An introduction to the semantic web

#WebDev #MetaData #Web3 #SemanticWeb

Published on 9 November 2023 by Andrew Owen (5 minutes)

One of my predictions for 2023 was that there would be a lot more talk about Web 3.0. I couldn’t have been more wrong. Global events and the rise of AI have completely overshadowed web developments. But it’s still a topic worth some consideration.

The term Web 2.0 was coined by Darcy DiNucci in 1999. Web 1.0 was subsequently invented as a term to describe the earlier period. There is no fixed delineation between the two eras. The first is generally thought to have lasted from 1989 to 2004 and featured mainly static content. The second is thought to start when social media profiles replaced personal web pages.

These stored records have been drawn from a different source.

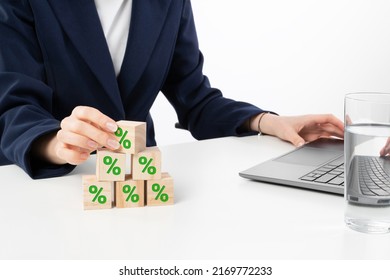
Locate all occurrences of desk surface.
[0,136,390,259]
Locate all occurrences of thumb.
[288,131,306,147]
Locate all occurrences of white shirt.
[95,0,133,76]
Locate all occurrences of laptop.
[239,138,390,206]
[239,138,344,194]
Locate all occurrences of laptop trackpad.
[274,147,340,166]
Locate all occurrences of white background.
[152,0,390,145]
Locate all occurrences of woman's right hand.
[33,106,120,165]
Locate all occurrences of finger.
[57,129,99,152]
[319,123,344,138]
[72,106,118,132]
[61,117,120,150]
[57,144,90,165]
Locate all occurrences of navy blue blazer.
[0,0,262,178]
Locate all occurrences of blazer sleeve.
[162,0,263,139]
[0,0,74,178]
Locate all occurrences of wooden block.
[115,175,145,208]
[131,146,161,180]
[115,121,146,154]
[146,172,174,206]
[96,149,126,182]
[82,175,114,210]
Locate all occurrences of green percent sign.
[138,157,157,175]
[152,183,169,202]
[115,127,131,150]
[103,156,122,175]
[89,185,107,204]
[122,185,139,203]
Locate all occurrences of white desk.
[0,136,390,259]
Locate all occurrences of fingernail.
[87,140,98,149]
[80,153,89,159]
[106,122,118,132]
[107,139,120,150]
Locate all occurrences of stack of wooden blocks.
[82,121,174,210]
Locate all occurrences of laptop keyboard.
[300,156,390,196]
[358,157,390,196]
[299,157,344,186]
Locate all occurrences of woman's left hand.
[251,114,344,146]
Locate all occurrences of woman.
[0,0,343,178]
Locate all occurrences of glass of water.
[344,93,390,233]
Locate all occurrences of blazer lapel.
[118,0,172,98]
[50,0,124,113]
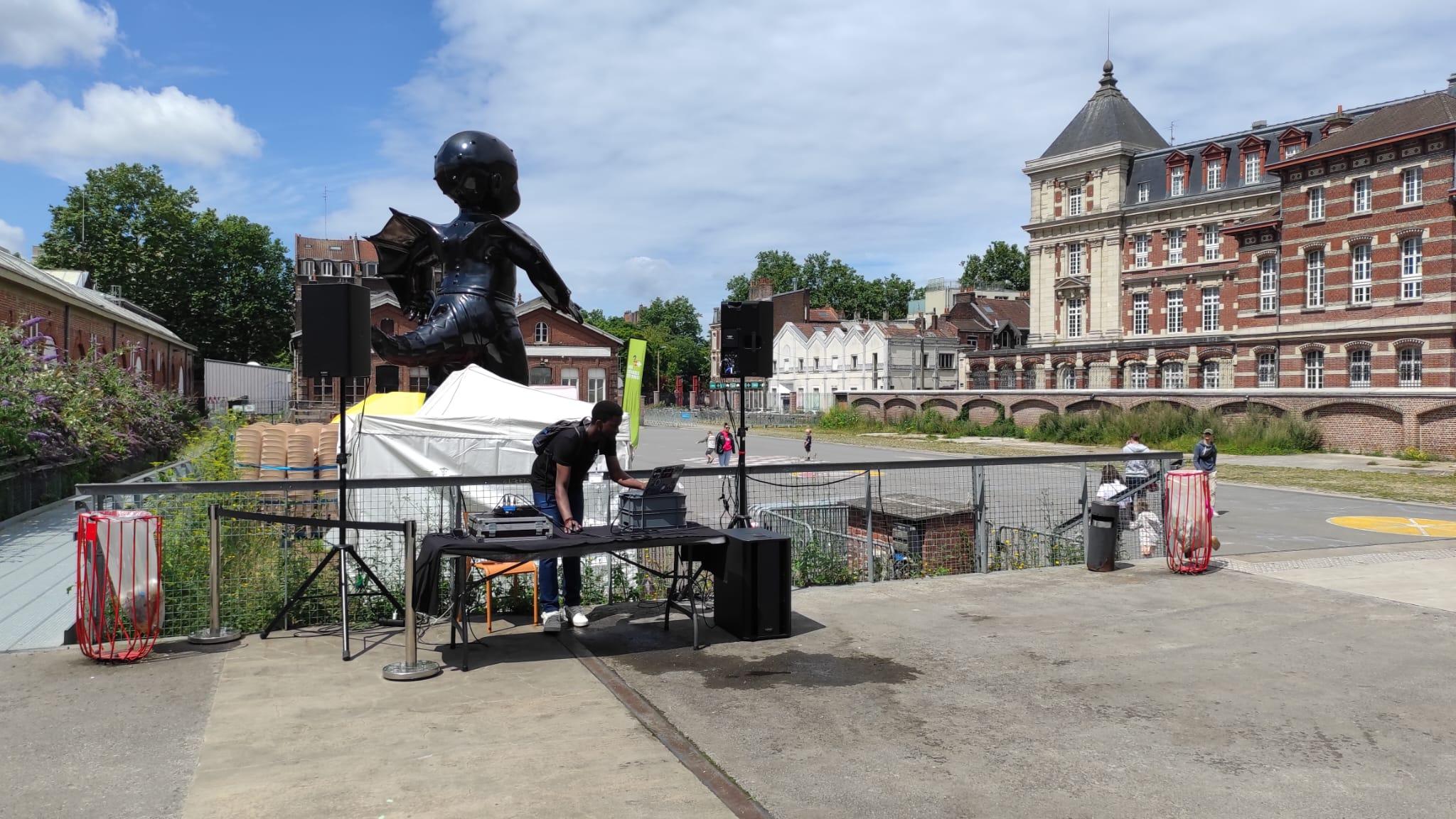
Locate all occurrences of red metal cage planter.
[75,510,163,662]
[1163,469,1213,574]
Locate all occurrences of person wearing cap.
[1192,429,1219,515]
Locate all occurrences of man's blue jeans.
[532,484,582,615]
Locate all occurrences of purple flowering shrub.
[0,325,193,464]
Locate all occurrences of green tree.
[961,242,1031,290]
[36,164,293,361]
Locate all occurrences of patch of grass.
[1219,464,1456,504]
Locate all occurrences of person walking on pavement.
[532,401,645,631]
[714,424,734,466]
[1123,433,1149,496]
[1192,429,1219,515]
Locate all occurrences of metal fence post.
[385,520,437,680]
[971,466,992,573]
[186,503,243,646]
[865,469,875,583]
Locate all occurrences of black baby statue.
[368,131,581,386]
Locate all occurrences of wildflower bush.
[0,319,193,466]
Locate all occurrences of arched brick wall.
[885,398,916,424]
[965,398,1000,426]
[1306,401,1405,453]
[1010,398,1057,427]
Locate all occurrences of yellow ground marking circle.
[1329,515,1456,537]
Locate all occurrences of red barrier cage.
[75,510,163,662]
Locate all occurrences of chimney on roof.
[1319,105,1354,137]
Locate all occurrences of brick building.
[293,235,429,405]
[1002,63,1456,390]
[515,297,623,404]
[0,247,198,395]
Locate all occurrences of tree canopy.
[36,164,293,361]
[728,251,917,319]
[961,242,1031,290]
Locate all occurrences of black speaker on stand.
[259,284,405,660]
[718,301,773,529]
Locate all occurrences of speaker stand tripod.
[259,378,405,662]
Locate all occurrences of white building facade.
[770,316,961,412]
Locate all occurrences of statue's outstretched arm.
[501,218,581,322]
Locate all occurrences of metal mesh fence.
[80,453,1179,636]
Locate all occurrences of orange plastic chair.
[471,560,542,634]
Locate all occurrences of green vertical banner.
[621,338,646,446]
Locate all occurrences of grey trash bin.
[1086,501,1118,572]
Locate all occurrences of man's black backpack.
[532,418,589,455]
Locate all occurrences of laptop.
[642,464,683,497]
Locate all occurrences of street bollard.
[186,503,243,646]
[385,520,439,680]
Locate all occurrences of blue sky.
[0,0,1456,320]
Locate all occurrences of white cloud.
[0,218,26,255]
[0,0,117,68]
[331,0,1452,312]
[0,82,262,175]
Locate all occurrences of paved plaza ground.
[0,430,1456,819]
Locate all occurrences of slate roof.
[1041,60,1167,157]
[1270,92,1456,168]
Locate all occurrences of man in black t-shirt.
[532,401,643,631]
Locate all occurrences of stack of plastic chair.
[319,424,339,518]
[233,426,264,481]
[289,433,317,515]
[257,427,289,501]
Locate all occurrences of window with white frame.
[1258,353,1278,386]
[587,368,607,404]
[1401,236,1421,299]
[1349,176,1370,213]
[1163,361,1188,389]
[1305,251,1325,308]
[1401,166,1421,204]
[1396,347,1421,386]
[1349,343,1370,386]
[1203,361,1223,389]
[1067,299,1086,338]
[1243,151,1260,185]
[1305,350,1325,389]
[1203,287,1219,332]
[1305,188,1325,222]
[1260,257,1278,314]
[1349,243,1370,304]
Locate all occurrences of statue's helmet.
[435,131,521,218]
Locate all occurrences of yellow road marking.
[1329,515,1456,537]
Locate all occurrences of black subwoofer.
[714,529,792,640]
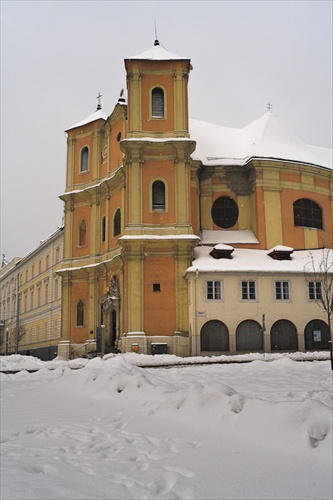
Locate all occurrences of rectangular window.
[308,281,321,300]
[206,281,222,300]
[44,281,49,304]
[275,281,290,300]
[241,281,257,300]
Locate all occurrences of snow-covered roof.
[186,246,333,274]
[190,111,333,169]
[200,229,259,245]
[127,41,190,61]
[66,109,107,132]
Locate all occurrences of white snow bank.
[0,352,332,500]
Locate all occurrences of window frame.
[293,198,323,229]
[80,146,89,174]
[307,281,323,302]
[101,215,106,243]
[205,279,223,302]
[150,85,166,120]
[112,207,121,238]
[240,279,258,302]
[274,280,291,302]
[75,299,85,328]
[78,219,87,248]
[210,195,239,229]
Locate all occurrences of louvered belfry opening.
[152,181,165,210]
[81,147,89,172]
[152,87,164,118]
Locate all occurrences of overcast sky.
[1,0,332,261]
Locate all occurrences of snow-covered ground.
[0,353,332,500]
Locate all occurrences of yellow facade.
[55,42,333,355]
[0,228,63,360]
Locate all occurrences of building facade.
[59,41,333,355]
[0,228,63,360]
[0,40,333,359]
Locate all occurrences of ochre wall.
[143,254,176,335]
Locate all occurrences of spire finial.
[96,92,102,111]
[154,21,160,46]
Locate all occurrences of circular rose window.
[212,196,238,229]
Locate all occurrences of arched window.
[271,319,298,351]
[79,220,87,247]
[113,208,121,236]
[293,198,323,229]
[236,319,264,352]
[76,300,84,326]
[80,147,89,172]
[200,319,229,351]
[151,87,164,118]
[304,319,330,351]
[211,196,238,229]
[152,181,165,211]
[101,215,106,243]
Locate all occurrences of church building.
[58,40,333,357]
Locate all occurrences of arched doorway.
[200,319,229,352]
[236,319,264,351]
[304,319,329,351]
[102,277,120,353]
[271,319,298,351]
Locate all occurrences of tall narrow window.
[76,300,84,326]
[80,147,89,172]
[101,215,106,243]
[152,181,165,211]
[308,281,322,300]
[152,87,164,118]
[206,281,221,300]
[241,281,257,300]
[44,281,49,304]
[79,220,87,247]
[113,208,121,236]
[275,281,290,300]
[293,198,323,229]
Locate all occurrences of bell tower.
[125,40,192,137]
[119,40,199,353]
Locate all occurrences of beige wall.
[188,273,327,355]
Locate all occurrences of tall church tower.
[119,40,199,354]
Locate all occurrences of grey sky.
[1,0,333,260]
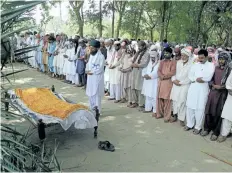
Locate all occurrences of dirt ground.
[2,64,232,172]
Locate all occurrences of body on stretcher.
[8,88,99,137]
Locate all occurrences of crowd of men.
[17,33,232,142]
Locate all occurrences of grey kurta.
[131,51,150,90]
[120,54,132,89]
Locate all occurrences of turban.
[114,41,120,44]
[89,40,100,48]
[105,39,112,43]
[218,51,231,62]
[181,48,191,57]
[150,50,159,58]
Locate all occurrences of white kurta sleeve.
[202,63,215,82]
[188,65,196,82]
[149,65,159,79]
[90,55,105,75]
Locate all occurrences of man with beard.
[170,48,192,126]
[48,36,56,76]
[85,40,105,113]
[184,49,215,135]
[109,41,121,103]
[142,45,160,117]
[76,40,86,87]
[201,52,231,141]
[217,69,232,142]
[173,47,181,61]
[129,41,150,111]
[156,47,176,123]
[104,39,114,96]
[119,45,135,104]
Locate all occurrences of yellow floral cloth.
[15,88,88,119]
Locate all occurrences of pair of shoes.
[193,129,201,135]
[98,141,115,152]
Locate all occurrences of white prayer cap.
[150,44,157,51]
[105,39,112,43]
[181,48,192,57]
[131,41,137,45]
[114,41,120,44]
[99,38,104,42]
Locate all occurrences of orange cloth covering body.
[15,88,88,119]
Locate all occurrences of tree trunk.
[150,28,153,42]
[59,1,62,22]
[165,2,171,39]
[99,0,102,37]
[135,1,145,40]
[69,1,84,37]
[160,1,168,42]
[111,0,114,38]
[195,1,207,44]
[116,1,127,38]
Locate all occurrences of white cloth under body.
[221,119,232,136]
[9,90,97,130]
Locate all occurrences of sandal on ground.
[130,103,138,108]
[193,129,201,135]
[98,141,115,152]
[170,116,177,123]
[152,113,157,118]
[201,130,209,136]
[180,121,185,127]
[217,135,227,143]
[184,126,192,131]
[210,134,218,141]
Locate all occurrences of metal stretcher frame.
[4,86,100,140]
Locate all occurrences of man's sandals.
[98,141,115,152]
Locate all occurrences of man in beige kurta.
[156,47,176,122]
[130,41,150,111]
[170,48,192,126]
[120,45,133,104]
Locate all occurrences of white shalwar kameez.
[65,48,76,83]
[142,60,159,113]
[170,60,192,121]
[186,61,215,130]
[221,72,232,136]
[85,50,105,113]
[104,48,115,91]
[110,51,121,100]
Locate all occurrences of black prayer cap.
[89,40,101,48]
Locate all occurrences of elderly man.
[76,39,86,87]
[156,47,176,123]
[170,48,192,126]
[218,70,232,142]
[130,41,150,111]
[184,49,215,135]
[142,45,159,117]
[48,36,56,76]
[109,41,121,103]
[201,52,231,141]
[86,40,105,113]
[119,45,134,104]
[104,39,114,96]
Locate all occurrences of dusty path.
[1,65,232,172]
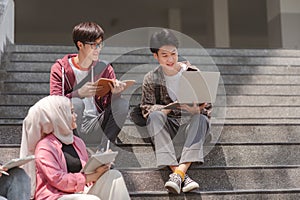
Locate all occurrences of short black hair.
[73,22,104,49]
[150,29,179,54]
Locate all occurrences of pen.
[106,140,110,151]
[0,170,9,176]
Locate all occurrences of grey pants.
[0,167,30,200]
[72,97,129,148]
[147,111,210,167]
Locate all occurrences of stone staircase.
[0,45,300,200]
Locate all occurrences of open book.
[163,102,206,110]
[83,151,118,174]
[0,155,35,174]
[96,78,136,97]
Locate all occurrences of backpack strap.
[73,61,109,91]
[153,70,161,104]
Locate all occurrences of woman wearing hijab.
[21,96,130,200]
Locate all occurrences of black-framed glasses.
[84,42,104,49]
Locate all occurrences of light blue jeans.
[0,167,30,200]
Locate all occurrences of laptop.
[177,71,220,104]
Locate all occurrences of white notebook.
[83,151,118,174]
[2,155,35,169]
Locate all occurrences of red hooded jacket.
[50,54,116,112]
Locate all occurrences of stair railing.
[0,0,15,63]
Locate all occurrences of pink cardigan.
[35,134,88,200]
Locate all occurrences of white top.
[164,68,185,101]
[69,58,98,117]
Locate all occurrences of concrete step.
[0,124,300,145]
[130,189,300,200]
[0,143,300,169]
[0,93,300,107]
[0,105,300,120]
[122,167,300,191]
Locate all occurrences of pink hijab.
[20,96,73,196]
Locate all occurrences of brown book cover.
[96,78,136,97]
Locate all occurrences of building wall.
[15,0,268,48]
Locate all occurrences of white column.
[0,0,15,54]
[213,0,230,48]
[267,0,300,49]
[168,8,181,32]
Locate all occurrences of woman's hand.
[78,82,103,98]
[108,80,126,94]
[85,163,111,183]
[0,165,7,177]
[180,102,207,114]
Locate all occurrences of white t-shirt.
[164,68,185,101]
[69,58,98,117]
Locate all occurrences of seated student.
[0,166,30,200]
[50,22,129,150]
[141,29,210,194]
[21,96,130,200]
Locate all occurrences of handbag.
[130,72,161,126]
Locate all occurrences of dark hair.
[73,22,104,49]
[150,29,179,54]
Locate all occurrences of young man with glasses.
[50,22,129,150]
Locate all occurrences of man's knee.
[148,111,167,121]
[111,98,129,114]
[9,167,30,184]
[71,98,84,114]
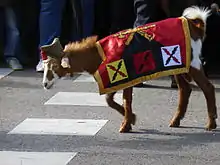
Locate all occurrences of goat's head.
[182,6,211,40]
[41,38,68,89]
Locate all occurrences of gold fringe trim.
[96,41,106,61]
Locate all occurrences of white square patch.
[45,92,123,107]
[0,151,77,165]
[8,118,108,136]
[161,45,182,67]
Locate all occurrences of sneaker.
[7,58,23,70]
[36,60,44,72]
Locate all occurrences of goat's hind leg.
[189,68,217,130]
[105,92,136,125]
[170,75,192,127]
[119,87,133,133]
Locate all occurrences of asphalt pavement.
[0,68,220,165]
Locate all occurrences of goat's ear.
[41,38,63,58]
[61,57,70,68]
[192,19,205,29]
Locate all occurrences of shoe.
[7,57,23,71]
[171,81,178,89]
[36,60,44,72]
[134,83,144,87]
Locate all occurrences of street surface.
[0,68,220,165]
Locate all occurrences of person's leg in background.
[94,0,111,39]
[81,0,95,38]
[0,7,5,64]
[134,0,165,87]
[36,0,66,72]
[4,7,23,70]
[67,0,84,42]
[110,0,135,34]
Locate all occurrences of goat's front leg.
[119,87,133,133]
[105,92,136,125]
[170,75,192,127]
[189,68,218,130]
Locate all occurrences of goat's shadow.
[135,84,220,92]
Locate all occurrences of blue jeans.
[39,0,66,46]
[4,8,21,59]
[81,0,95,38]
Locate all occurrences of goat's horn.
[41,38,63,58]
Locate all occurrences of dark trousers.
[134,0,166,27]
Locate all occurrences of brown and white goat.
[41,6,217,132]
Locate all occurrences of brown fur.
[46,21,217,132]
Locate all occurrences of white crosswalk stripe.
[3,73,109,165]
[0,68,13,79]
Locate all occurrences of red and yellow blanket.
[94,17,191,94]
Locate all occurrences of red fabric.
[40,50,47,60]
[98,18,189,88]
[133,50,156,74]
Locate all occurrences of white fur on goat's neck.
[182,6,210,25]
[182,6,210,70]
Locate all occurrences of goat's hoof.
[119,122,132,133]
[169,120,180,128]
[131,113,136,125]
[206,121,217,131]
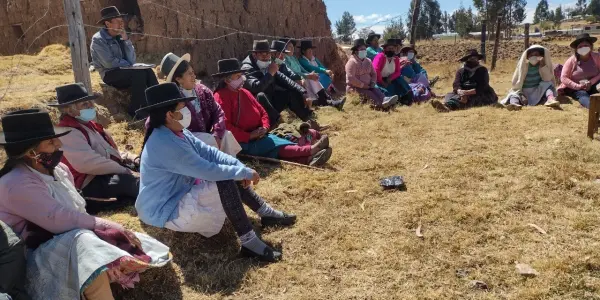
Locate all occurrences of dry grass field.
[0,46,600,300]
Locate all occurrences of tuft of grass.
[0,45,600,299]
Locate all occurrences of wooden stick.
[238,154,326,171]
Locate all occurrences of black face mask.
[35,150,63,171]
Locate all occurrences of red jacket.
[214,88,269,143]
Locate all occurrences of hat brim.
[571,36,598,49]
[135,97,196,114]
[96,14,127,24]
[210,69,244,77]
[458,54,483,62]
[48,93,99,107]
[0,127,71,146]
[161,53,192,82]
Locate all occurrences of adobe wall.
[0,0,341,76]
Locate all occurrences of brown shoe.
[308,148,333,167]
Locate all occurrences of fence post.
[525,23,529,49]
[63,0,92,94]
[588,94,600,139]
[481,20,487,62]
[410,0,421,48]
[492,16,502,71]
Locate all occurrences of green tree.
[587,0,600,17]
[533,0,550,24]
[573,0,587,16]
[335,11,356,42]
[554,5,565,28]
[383,18,406,40]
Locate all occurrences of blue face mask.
[76,108,96,122]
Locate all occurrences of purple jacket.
[146,83,227,139]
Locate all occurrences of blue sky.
[323,0,576,33]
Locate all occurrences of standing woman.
[135,83,296,262]
[160,53,242,156]
[558,33,600,108]
[346,39,398,108]
[0,109,171,300]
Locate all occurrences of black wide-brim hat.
[160,53,192,82]
[458,49,483,62]
[298,41,317,50]
[0,109,71,145]
[98,6,127,24]
[400,46,417,55]
[570,33,598,49]
[48,82,98,107]
[250,40,275,52]
[135,82,196,115]
[271,40,291,53]
[212,58,243,77]
[350,39,367,51]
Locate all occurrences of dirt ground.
[0,42,600,300]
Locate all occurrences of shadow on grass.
[119,220,260,299]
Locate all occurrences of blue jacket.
[90,28,136,79]
[135,126,252,227]
[298,56,327,74]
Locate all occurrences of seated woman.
[346,39,398,109]
[48,83,139,214]
[135,83,296,262]
[366,31,383,60]
[431,49,498,112]
[0,109,171,299]
[157,53,242,156]
[280,38,346,109]
[500,45,560,110]
[298,41,334,91]
[0,221,30,300]
[213,58,332,166]
[373,39,413,105]
[558,33,600,108]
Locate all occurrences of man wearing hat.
[366,31,383,60]
[90,6,158,117]
[431,49,498,112]
[49,83,139,214]
[558,33,600,108]
[242,40,319,130]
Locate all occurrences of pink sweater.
[558,52,600,91]
[346,55,377,89]
[0,163,95,239]
[373,52,402,84]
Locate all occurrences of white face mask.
[529,56,540,66]
[177,106,192,128]
[577,47,592,56]
[256,60,271,70]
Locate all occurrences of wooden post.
[481,20,487,62]
[410,0,421,48]
[492,16,502,71]
[588,94,600,139]
[63,0,93,95]
[525,23,529,49]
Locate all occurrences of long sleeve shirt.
[346,55,377,89]
[559,52,600,91]
[90,28,136,78]
[135,126,252,227]
[215,88,270,143]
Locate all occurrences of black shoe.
[260,213,296,227]
[240,246,282,262]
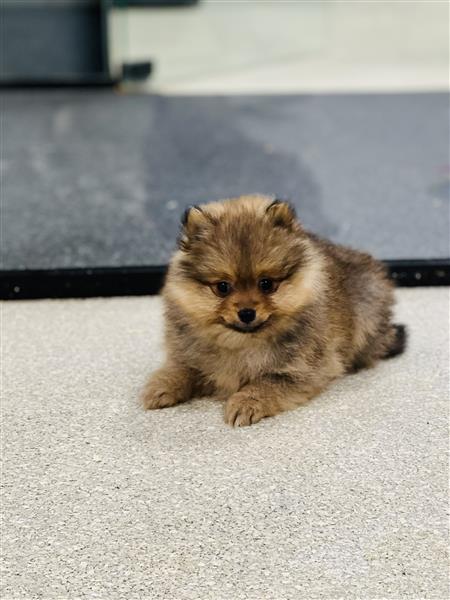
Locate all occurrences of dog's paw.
[225,392,269,427]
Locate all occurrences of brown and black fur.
[143,196,406,426]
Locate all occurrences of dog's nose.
[238,308,256,323]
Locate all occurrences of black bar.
[0,75,120,90]
[0,259,450,300]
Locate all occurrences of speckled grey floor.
[1,288,449,600]
[1,91,449,269]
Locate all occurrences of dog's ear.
[178,205,211,250]
[266,199,299,229]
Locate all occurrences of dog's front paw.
[225,392,270,427]
[141,371,188,410]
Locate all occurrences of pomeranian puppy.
[143,195,406,426]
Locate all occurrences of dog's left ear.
[178,205,211,250]
[266,199,299,229]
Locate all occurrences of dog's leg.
[141,364,209,410]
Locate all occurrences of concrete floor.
[1,288,449,600]
[110,0,449,94]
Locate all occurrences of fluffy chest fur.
[195,347,275,395]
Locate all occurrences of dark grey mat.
[1,91,449,269]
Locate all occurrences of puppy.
[143,195,406,426]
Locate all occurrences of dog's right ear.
[178,205,209,250]
[266,198,299,229]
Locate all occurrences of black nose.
[238,308,256,323]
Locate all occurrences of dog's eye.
[214,281,231,298]
[258,278,275,294]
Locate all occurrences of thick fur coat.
[143,195,405,426]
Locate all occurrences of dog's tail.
[383,324,408,358]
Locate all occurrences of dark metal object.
[113,0,199,7]
[0,0,152,89]
[0,259,450,300]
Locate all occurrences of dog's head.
[166,196,320,348]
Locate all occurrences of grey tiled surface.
[2,91,449,269]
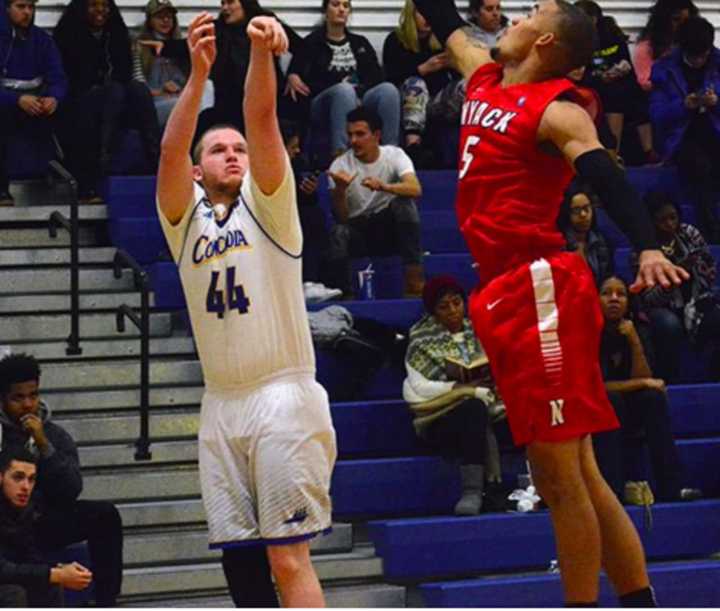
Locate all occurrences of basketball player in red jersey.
[415,0,688,606]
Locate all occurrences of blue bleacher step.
[368,500,720,580]
[420,209,467,253]
[100,176,157,219]
[331,384,720,460]
[330,456,460,519]
[330,401,427,457]
[668,384,720,437]
[420,560,720,608]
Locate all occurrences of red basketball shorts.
[470,252,619,446]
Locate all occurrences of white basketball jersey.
[159,162,315,389]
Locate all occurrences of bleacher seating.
[7,0,720,596]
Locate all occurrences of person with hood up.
[0,0,67,206]
[0,354,123,607]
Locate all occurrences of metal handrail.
[113,249,152,460]
[48,160,82,356]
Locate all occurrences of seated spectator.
[469,0,510,49]
[593,276,702,501]
[196,0,303,136]
[287,0,400,156]
[403,276,504,515]
[0,354,123,607]
[0,448,92,608]
[280,121,342,303]
[53,0,160,202]
[632,192,720,383]
[328,107,423,297]
[558,180,614,286]
[575,0,658,163]
[0,0,67,206]
[633,0,698,91]
[650,17,720,242]
[133,0,214,128]
[383,0,464,165]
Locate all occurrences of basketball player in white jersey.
[157,13,336,607]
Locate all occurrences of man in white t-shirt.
[157,13,336,607]
[328,106,423,297]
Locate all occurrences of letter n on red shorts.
[470,253,619,445]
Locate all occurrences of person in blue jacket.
[650,17,720,243]
[0,0,67,206]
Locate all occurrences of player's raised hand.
[247,16,290,55]
[187,12,217,79]
[630,250,690,293]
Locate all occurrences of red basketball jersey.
[456,63,575,285]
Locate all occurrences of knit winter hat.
[145,0,177,17]
[423,276,465,314]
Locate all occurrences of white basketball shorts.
[194,374,337,548]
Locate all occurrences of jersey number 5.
[458,136,480,180]
[206,267,250,318]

But I’d draw a different distinction. I think of Web 1.0 as everything before HTML5 (or the Flash era). When the iPhone was announced in January 2007, initially it wasn’t supposed to run native apps, except for the basic set included on the device. It was supposed to run web apps (written with Ajax). HTML5 launched the next year.

Web 3.0 means different things to different people. It’s sometimes used as an alternative term for Web3, which is an idea for a version of the web featuring decentralization, blockchain and token-based economics. It’s where non-fungible tokens (NFTs) came from. But it’s not well-defined or widely adopted.

In his 2000 book “Weaving the Web”, Tim Berners-Lee described a vision where computers:

“…become capable of analyzing all the data on the Web – the content, links, and transactions between people and computers. A ‘Semantic Web’, which makes this possible, has yet to emerge, but when it does, the day-to-day mechanisms of trade, bureaucracy and our daily lives will be handled by machines talking to machines. The ‘intelligent agents’ people have touted for ages will finally materialize.”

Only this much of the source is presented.